The new rule If you spend a lot of time running Windows via virtualisation software, you’ll probably want a more powerful Mac, and you’ll definitely want lots of RAM. To play complicated 3D Windows games, you’ll also need Boot Camp and a decent graphics processor – integrated graphics won’t do the trick. But if you just want to run a few standard Windows programs on your Mac, you can choose any machine, as long as it’s got sufficient RAM.

Making your mind up
We strongly feel that potential Mac buyers should give Apple’s MacBook range some serious consideration. With the Mac’s transition to Intel processors, Apple’s laptops have gained power they never had before – they work well on your desk and give you the benefit of portability.

Not everyone will opt for a laptop, but a MacBook is all the Mac that many users will ever need.

So, which MacBook should you buy? That’s an awfully personal question, and it depends entirely on who you are. If you’re using powerful programs to do professional-level work in the graphics, video or scientific world, the MacBook Pro was designed for you. And it will deliver the functions you need in abundance.

Apple’s more recent MacBook Air is a more complicated shopping decision. At £1,199 it is undoubtedly an expensive model, and just £100 more will get you a more powerful MacBook Pro notebook.

Or, if your budget is tight, you can save £500 and opt for an entry-level MacBook, which also offers more power than the Air and an optical drive to boot.

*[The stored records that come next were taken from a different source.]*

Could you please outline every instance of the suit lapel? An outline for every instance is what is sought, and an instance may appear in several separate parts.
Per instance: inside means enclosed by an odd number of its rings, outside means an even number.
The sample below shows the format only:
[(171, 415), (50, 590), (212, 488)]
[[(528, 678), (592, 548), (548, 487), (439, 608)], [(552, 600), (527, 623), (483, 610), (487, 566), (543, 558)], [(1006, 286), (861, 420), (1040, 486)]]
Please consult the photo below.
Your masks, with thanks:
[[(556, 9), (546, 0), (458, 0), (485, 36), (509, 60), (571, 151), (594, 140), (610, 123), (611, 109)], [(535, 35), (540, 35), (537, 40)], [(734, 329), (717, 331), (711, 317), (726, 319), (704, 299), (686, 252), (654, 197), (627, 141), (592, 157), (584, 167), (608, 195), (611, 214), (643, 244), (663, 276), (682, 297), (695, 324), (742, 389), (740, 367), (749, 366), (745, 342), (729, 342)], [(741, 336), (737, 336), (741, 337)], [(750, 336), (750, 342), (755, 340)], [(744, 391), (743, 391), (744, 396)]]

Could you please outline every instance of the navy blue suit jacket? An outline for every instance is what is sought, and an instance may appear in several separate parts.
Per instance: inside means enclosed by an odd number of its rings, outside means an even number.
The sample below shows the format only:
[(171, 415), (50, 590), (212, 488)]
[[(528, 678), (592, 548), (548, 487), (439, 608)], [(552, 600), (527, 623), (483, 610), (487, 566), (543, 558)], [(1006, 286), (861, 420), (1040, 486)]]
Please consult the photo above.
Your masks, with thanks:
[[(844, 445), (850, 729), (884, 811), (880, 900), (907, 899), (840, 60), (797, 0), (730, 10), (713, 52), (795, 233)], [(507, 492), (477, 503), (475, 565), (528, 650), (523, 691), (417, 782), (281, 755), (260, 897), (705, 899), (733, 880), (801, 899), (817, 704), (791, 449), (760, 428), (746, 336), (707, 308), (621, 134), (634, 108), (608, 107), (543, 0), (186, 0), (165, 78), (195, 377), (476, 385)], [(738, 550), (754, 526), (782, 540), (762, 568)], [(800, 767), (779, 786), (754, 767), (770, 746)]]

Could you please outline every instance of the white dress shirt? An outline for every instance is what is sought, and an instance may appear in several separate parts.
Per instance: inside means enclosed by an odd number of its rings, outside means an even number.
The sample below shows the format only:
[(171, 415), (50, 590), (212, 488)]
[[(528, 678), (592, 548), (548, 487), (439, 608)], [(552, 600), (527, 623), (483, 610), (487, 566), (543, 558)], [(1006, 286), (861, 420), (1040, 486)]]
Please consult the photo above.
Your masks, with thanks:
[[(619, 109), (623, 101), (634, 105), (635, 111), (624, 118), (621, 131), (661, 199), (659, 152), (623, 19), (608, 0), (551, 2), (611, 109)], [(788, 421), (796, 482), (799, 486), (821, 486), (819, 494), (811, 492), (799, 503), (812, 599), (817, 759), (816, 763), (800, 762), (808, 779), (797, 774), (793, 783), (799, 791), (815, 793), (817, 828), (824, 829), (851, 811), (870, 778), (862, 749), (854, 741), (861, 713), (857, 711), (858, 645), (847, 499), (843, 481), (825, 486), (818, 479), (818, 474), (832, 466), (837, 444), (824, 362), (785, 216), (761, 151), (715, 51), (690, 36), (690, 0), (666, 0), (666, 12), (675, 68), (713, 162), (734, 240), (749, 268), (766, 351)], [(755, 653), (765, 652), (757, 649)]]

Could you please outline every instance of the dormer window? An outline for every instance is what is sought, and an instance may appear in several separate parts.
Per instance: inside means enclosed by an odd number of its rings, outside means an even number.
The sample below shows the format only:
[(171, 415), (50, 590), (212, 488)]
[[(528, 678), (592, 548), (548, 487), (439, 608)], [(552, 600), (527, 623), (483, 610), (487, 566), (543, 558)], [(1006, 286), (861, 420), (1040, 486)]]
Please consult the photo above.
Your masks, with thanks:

But, true to its name, the MacBook Air offers a serious weight advantage that could be an over-riding factor for some people. And although it’s the slowest Mac on the market, it’s still fast enough for surfing the web, doing office work and basic image editing.

If you’re planning to do a lot of travelling with your laptop then the MacBook Air might be a good option.

But for most people, even those who consider themselves power users, we strongly suggest a MacBook rather than a MacBook Pro, or MacBook Air. In terms of feature set, value for money and size it hits a lot of sweet spots.